Where this actually costs something

This matters most where the stakes are highest and the checking is cheapest: enterprise workflows that have compressed the time to produce a report, a compliance summary, or a board-ready statistic from days to minutes, while leaving the time to check it essentially unchanged. Neither study measured this part, but it follows from a simple economic logic worth stating plainly as inference rather than finding: a check that costs nothing gets run by default and rarely questioned, while a check that requires retrieval infrastructure or a documented source trail has to be justified. Low cost does not just make an unreliable method affordable, it actively selects for the unreliable method over the better-architected one, since nobody has to defend a decision that looks free. A draft citing a vendor survey's headline figure gets a same-tier model's agreement in seconds, on the strength of how plausible the number sounds, not on anyone having opened the survey to check it; the two studies above are exactly why that agreement is weaker evidence than it feels like at the time.

Neither 2026 study tested retrieval-grounded verification, so it is worth being precise about what they recommend versus what this piece argues for. Their own fix is aimed at making judges better-behaved as judges: aggregating multiple trials, randomizing position, reporting uncertainty explicitly, worthwhile advice for building an evaluation pipeline for model training or leaderboards. That is a different problem from deciding whether one specific claim in one specific piece of writing is true. For that narrower problem, the harder fix, informed by Wei's framework rather than by either study directly, is not asking "is this true" in the open-ended form that produces this much noise. It is asking "does this specific source say what this sentence claims it says," a retrieval-checkable question with a fact of the matter a script can confirm. A research pipeline built around that narrower question, typed claim status, a declared source tier, a documented path from claim to primary source, is doing something structurally different from asking a second model for its opinion. It is not verified because a model found it plausible, but rather verified, partially verified, or unverified because it can be traced, saying so explicitly rather than converting the gap into a confidence score that looks more finished than the evidence actually is.

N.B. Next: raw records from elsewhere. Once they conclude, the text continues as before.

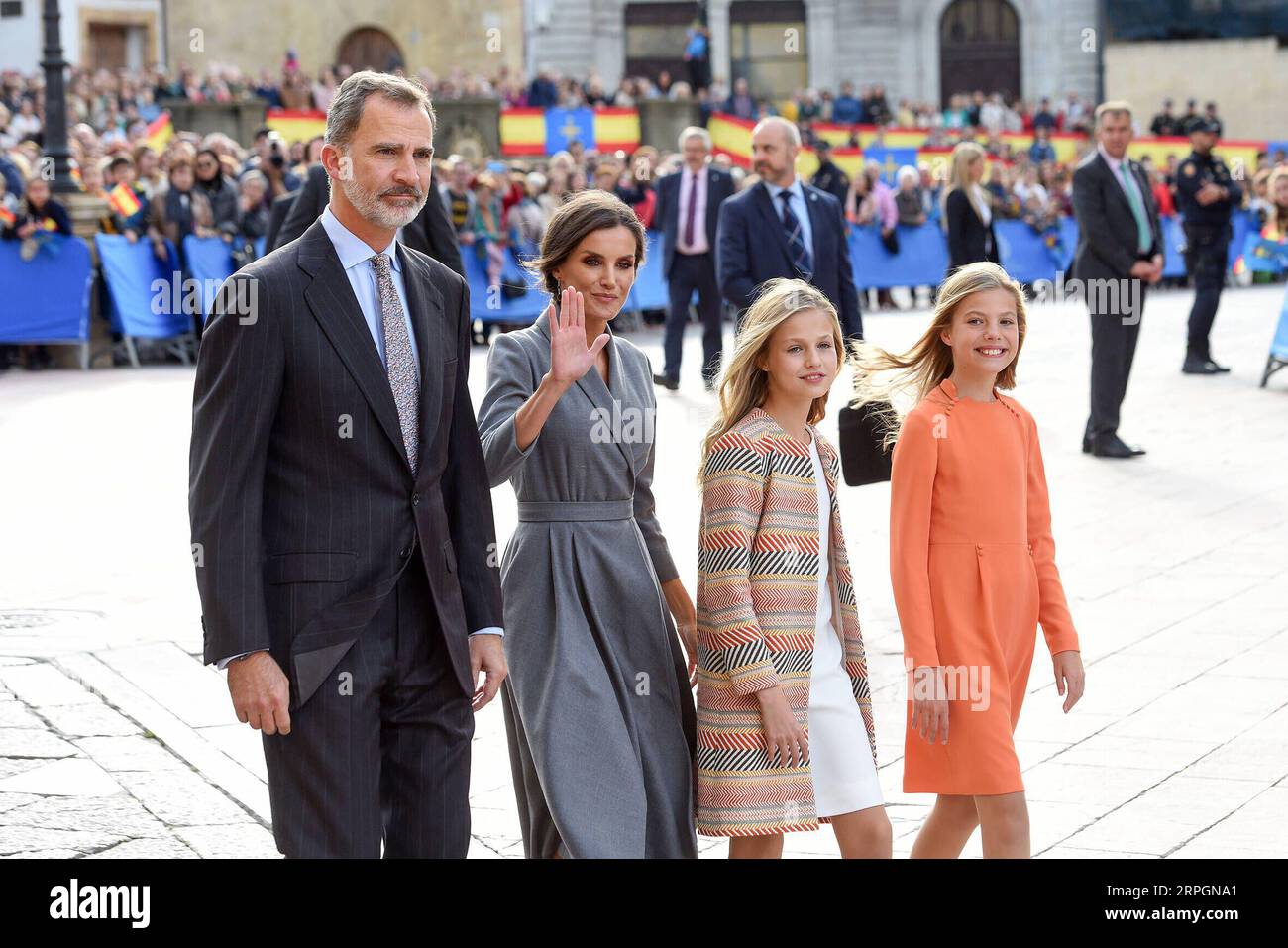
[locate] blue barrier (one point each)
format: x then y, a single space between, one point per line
1022 252
210 263
921 261
146 299
1173 248
492 307
1278 357
649 290
47 298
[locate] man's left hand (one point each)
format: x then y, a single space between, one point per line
485 656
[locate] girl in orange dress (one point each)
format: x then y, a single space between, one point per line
971 562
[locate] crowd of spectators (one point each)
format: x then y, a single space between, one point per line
213 185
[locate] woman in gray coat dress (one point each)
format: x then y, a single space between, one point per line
597 706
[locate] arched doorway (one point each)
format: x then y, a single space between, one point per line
369 48
979 48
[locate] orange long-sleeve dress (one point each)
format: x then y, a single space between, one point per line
973 569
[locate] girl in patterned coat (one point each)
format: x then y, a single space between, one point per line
785 715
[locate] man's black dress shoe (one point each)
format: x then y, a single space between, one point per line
1113 446
1197 365
666 381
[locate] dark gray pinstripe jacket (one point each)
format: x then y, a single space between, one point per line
303 505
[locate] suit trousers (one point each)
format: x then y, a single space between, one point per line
1113 348
381 751
692 272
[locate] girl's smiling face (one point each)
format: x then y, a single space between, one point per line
802 356
986 331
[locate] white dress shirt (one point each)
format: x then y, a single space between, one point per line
356 260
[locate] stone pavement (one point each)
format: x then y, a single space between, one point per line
115 741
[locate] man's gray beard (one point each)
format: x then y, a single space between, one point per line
370 206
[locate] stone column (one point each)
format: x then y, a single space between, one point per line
820 38
717 20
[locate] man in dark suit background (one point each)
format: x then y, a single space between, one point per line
687 211
342 522
782 227
1120 252
430 232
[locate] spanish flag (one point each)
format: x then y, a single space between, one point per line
296 125
124 201
732 136
160 132
1239 155
523 132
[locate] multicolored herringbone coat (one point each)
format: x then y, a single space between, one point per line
756 604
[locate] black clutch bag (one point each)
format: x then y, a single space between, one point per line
863 459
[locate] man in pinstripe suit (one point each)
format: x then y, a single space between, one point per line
342 520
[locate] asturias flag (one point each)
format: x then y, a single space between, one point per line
549 130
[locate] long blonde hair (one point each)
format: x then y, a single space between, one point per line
884 378
965 154
743 385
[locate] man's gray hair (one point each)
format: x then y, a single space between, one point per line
696 132
790 130
1112 107
346 112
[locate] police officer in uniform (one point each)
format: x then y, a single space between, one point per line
1206 194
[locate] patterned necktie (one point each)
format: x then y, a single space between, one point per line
690 211
1144 239
797 239
399 360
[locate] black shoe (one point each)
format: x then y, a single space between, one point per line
1197 365
1113 446
666 381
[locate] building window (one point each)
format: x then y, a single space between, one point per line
656 38
979 50
768 47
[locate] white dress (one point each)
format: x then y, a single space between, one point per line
845 779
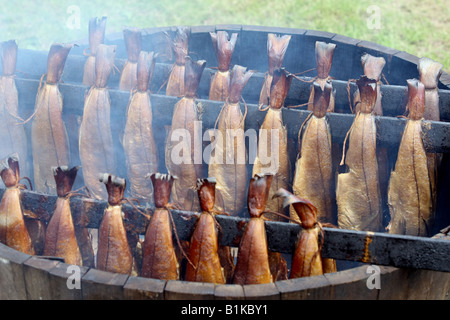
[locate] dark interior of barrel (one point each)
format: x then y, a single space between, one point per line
250 52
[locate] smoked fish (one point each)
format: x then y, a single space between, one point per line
60 238
314 175
358 189
95 141
324 59
252 265
114 253
138 141
13 230
12 133
49 140
204 243
133 44
306 259
159 258
180 148
180 47
276 49
228 163
410 192
96 36
223 47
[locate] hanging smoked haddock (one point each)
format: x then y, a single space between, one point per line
50 144
138 141
314 175
180 145
96 37
252 266
13 230
306 260
410 193
12 133
324 59
276 49
95 142
114 253
373 69
60 240
204 244
223 47
133 43
180 46
358 190
228 163
276 158
430 72
159 258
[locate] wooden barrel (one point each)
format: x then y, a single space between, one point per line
33 277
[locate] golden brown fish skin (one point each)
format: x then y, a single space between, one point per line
314 175
12 134
306 260
373 68
410 193
48 132
273 124
60 239
133 44
276 49
183 120
252 266
159 258
223 47
96 36
430 72
138 141
358 190
180 46
204 244
324 59
13 231
95 141
114 254
230 170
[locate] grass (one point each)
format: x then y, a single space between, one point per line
417 27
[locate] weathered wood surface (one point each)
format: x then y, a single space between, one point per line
25 277
38 278
368 247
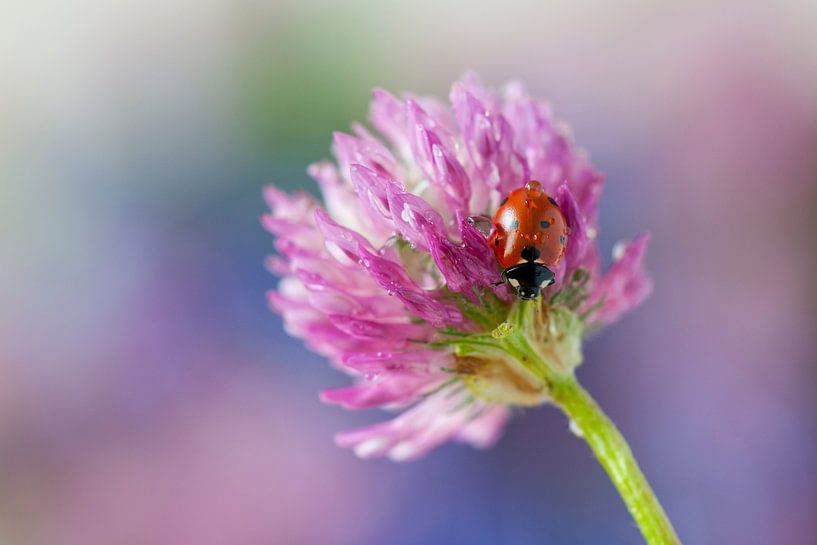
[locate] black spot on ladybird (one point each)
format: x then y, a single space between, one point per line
530 253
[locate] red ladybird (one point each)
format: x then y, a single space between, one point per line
529 238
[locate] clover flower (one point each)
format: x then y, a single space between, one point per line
391 278
392 281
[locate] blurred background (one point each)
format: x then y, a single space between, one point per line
147 395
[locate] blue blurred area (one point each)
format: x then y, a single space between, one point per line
149 396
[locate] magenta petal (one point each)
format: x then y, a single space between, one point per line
405 360
485 430
577 240
391 389
413 217
369 329
419 429
624 286
349 247
431 147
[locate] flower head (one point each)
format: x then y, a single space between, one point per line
390 279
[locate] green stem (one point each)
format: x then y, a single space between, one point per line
615 455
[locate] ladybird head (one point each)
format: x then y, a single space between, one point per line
528 279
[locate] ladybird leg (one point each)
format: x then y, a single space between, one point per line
482 223
504 279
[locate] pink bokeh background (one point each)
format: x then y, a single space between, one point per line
148 396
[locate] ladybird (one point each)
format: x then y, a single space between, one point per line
529 238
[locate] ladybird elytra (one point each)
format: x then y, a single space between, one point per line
529 238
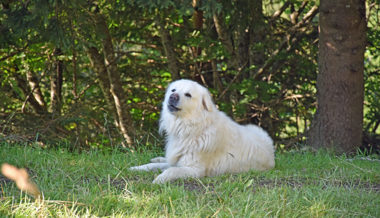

This is not an argument that cross-model checking has no place, since it is fast and cheap, and that is a real advantage for triage, catching the obvious errors and surfacing candidates for a closer look faster than a human first pass would, though what the research changes is the confidence that speed alone should earn. Whether a claim is accurate is a question with a definite answer, checkable in principle against a primary source, and the last few months of research have put real numbers on how far even a careful AI-judging-AI setup still is from reliably getting there. Whether a piece of writing, or a judgment call like this one, has had enough scrutiny is a different kind of question entirely, one no amount of additional research settles, because there is no primary source to check it against, and that call stays with the researcher or the reviewer making it, not with a study. That is not a loophole in the argument above so much as the argument applied to itself: a judgment call with no primary source to check it against is exactly the kind of task this piece has spent its length arguing AI cannot yet be trusted to settle on its own.